Aller au contenu

Les agents d'IA en entreprise : où ils fonctionnent, et où un flux l'emporte

Les agents sont puissants et faciles à rater. Quand une tâche a vraiment besoin d'un agent, quand un simple flux est la meilleure réponse, et comment garder un agent sûr et abordable en production.

Équipe SDEN10 min de lecture

Le constat de départ

Un agent d'IA est un système qui, à partir d'un objectif, planifie ses propres étapes, utilise des outils et s'adapte selon ce qu'il observe, plutôt que de suivre un script fixe. Cette autonomie est ce qui rend les agents puissants, et c'est aussi ce qui les rend risqués : un agent qui peut agir dans le monde peut agir à tort, de façon coûteuse, et à la vitesse de la machine.

La question intéressante pour une entreprise n'est presque jamais comment construire un agent. C'est de savoir si la tâche devant vous en a réellement besoin. La plupart des problèmes qualifiés d'agentiques sont mieux résolus par un flux déterministe avec un ou deux appels de modèle : moins cher, plus prévisible, bien plus facile à tester et à mettre en confiance.
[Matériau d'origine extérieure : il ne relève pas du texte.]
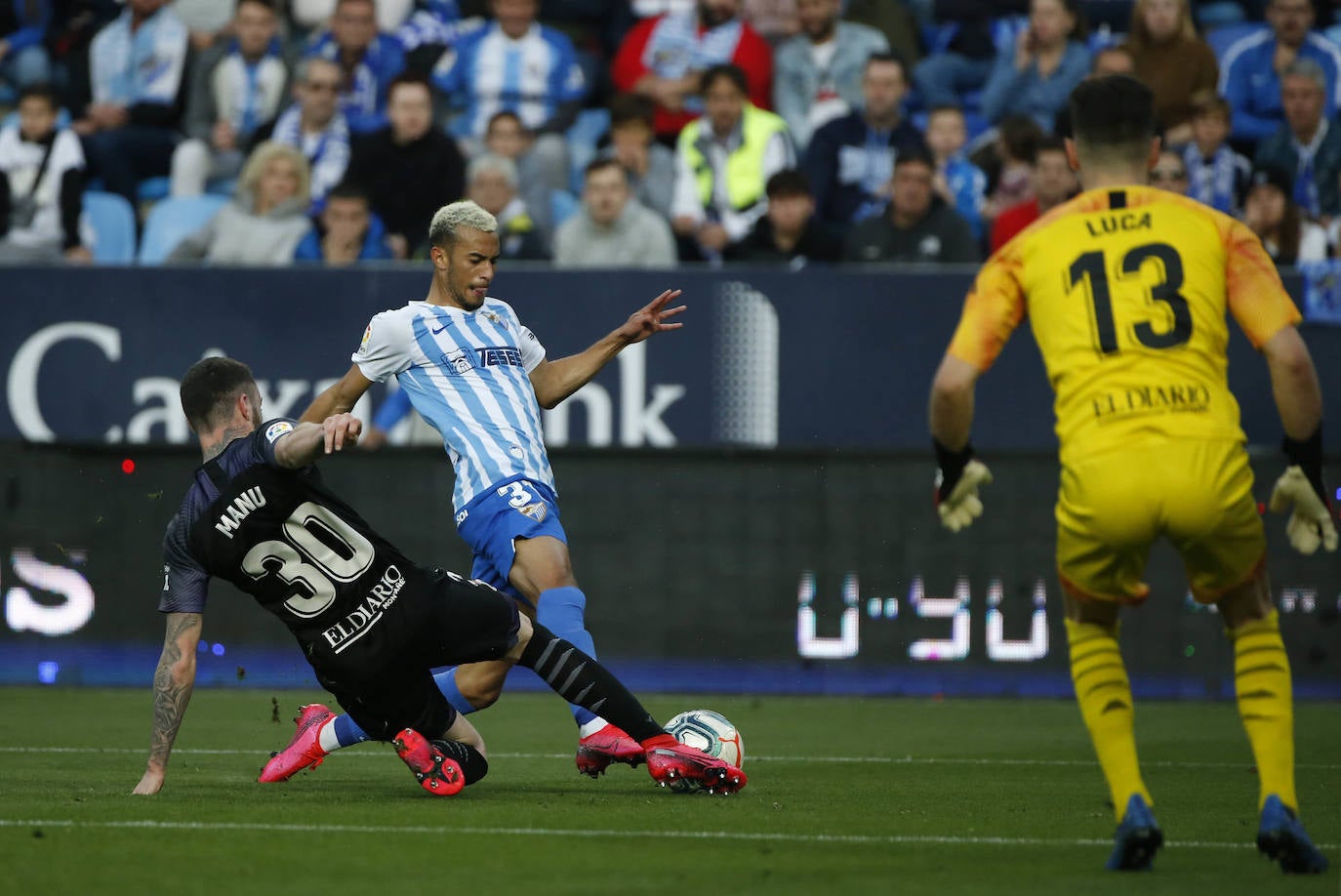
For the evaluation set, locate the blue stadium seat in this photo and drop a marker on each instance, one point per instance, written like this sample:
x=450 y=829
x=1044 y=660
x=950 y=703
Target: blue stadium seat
x=1225 y=36
x=562 y=205
x=113 y=224
x=172 y=221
Ce texte en est la version honnête : ce qu'est réellement un agent, le petit ensemble de cas où il gagne véritablement sa place, pourquoi un simple flux l'emporte habituellement, et comment garder un agent sûr et abordable si vous en construisez un.

L'honnête première question

Cette tâche a-t-elle réellement besoin d'un agent ?
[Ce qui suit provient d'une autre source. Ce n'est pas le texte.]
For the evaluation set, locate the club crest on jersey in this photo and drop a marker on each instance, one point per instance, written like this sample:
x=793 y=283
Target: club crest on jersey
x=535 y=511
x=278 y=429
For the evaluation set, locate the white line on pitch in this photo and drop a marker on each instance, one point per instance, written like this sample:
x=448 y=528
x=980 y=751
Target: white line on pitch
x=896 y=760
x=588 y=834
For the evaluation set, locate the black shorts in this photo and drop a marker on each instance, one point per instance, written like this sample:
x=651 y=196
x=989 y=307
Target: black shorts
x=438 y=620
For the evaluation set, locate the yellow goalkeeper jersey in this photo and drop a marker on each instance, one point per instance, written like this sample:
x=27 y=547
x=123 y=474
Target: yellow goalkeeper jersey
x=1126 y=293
Un agent bâti là où un flux suffirait est une source permanente de coût, de latence et de surprise.

Un flux est le bon schéma quand les étapes sont connues d'avance : faire ceci, puis appeler cela, puis mettre en forme le résultat. La plupart des tâches d'affaires sont ainsi. Classer un billet et l'acheminer. Extraire des champs d'un document et les écrire dans un système. Récupérer du contexte et rédiger une réponse. Cela peut utiliser un modèle à une ou deux étapes, mais l'orchestration est fixe, ce qui veut dire qu'elle est testable, déboguable et bon marché.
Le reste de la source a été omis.